Al otro extremo de la sala había unas puertas verdes y, encima, un cartel cuyo mensaje de advertencia era legible, incluso desde donde se encontraba Poole: «Entrada solo autorizada al personal de Sistemas, previa verificación de los escáneres de retina y huellas dactilares». Más allá de las puertas estaban las enormes computadoras que eran el cerebro de Utopía: una metrópolis de silicio y cobre que controlaba las atracciones, los robots, los efectos pirotécnicos, la vigilancia, las operaciones de los casinos, el suministro eléctrico, la recogida de basura, los detectores de incendio, el monorraíl, el suministro de agua fría y caliente, y muchísimos más sistemas necesarios para el funcionamiento del parque.

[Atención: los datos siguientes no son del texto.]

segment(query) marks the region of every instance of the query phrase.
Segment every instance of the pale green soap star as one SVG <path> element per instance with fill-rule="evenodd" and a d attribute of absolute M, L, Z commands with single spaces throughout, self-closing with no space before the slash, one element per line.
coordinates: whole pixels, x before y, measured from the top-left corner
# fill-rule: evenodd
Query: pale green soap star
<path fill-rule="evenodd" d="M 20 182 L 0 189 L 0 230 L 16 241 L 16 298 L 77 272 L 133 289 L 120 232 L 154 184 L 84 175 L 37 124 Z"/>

Parecía incongruente que semejante maravilla pudiese estar oculta detrás de una fachada absolutamente anodina como esta oficina exterior.

Mientras Poole esperaba, se levantó alguien de una mesa cercana para ir a su encuentro. Él la observó: mujer blanca, veinte y tantos años, un metro sesenta y cinco, cincuenta y cinco kilos, ojos verdes, lentes de contacto. Continuó silbando.

La joven se acercó, un tanto insegura, y lo primero que hizo fue mirar el pase de Warne que llevaba en la solapa. Era obvio que no estaba acostumbrada a ver a un especialista externo en las sagradas salas de Sistemas.

—¿Puedo ayudarlo, señor?

Poole sacudió la cabeza y sonrió.

—No, gracias. Ya me han atendido —respondió, y continuó silbando.

La mujer lo miró durante unos segundos. Luego asintió y sin decir nada más volvió a su mesa.

Poole la observó mientras se alejaba. Después consultó su reloj. Las cuatro en punto. Un canturreo reemplazó al silbido.

Mientras canturreaba, su mente trabajaba a gran velocidad. Aquella era una operación desagradable y le estaba requiriendo más tiempo de lo previsto. Así y todo, dadas las circunstancias, tendría que apañárselas con lo que había.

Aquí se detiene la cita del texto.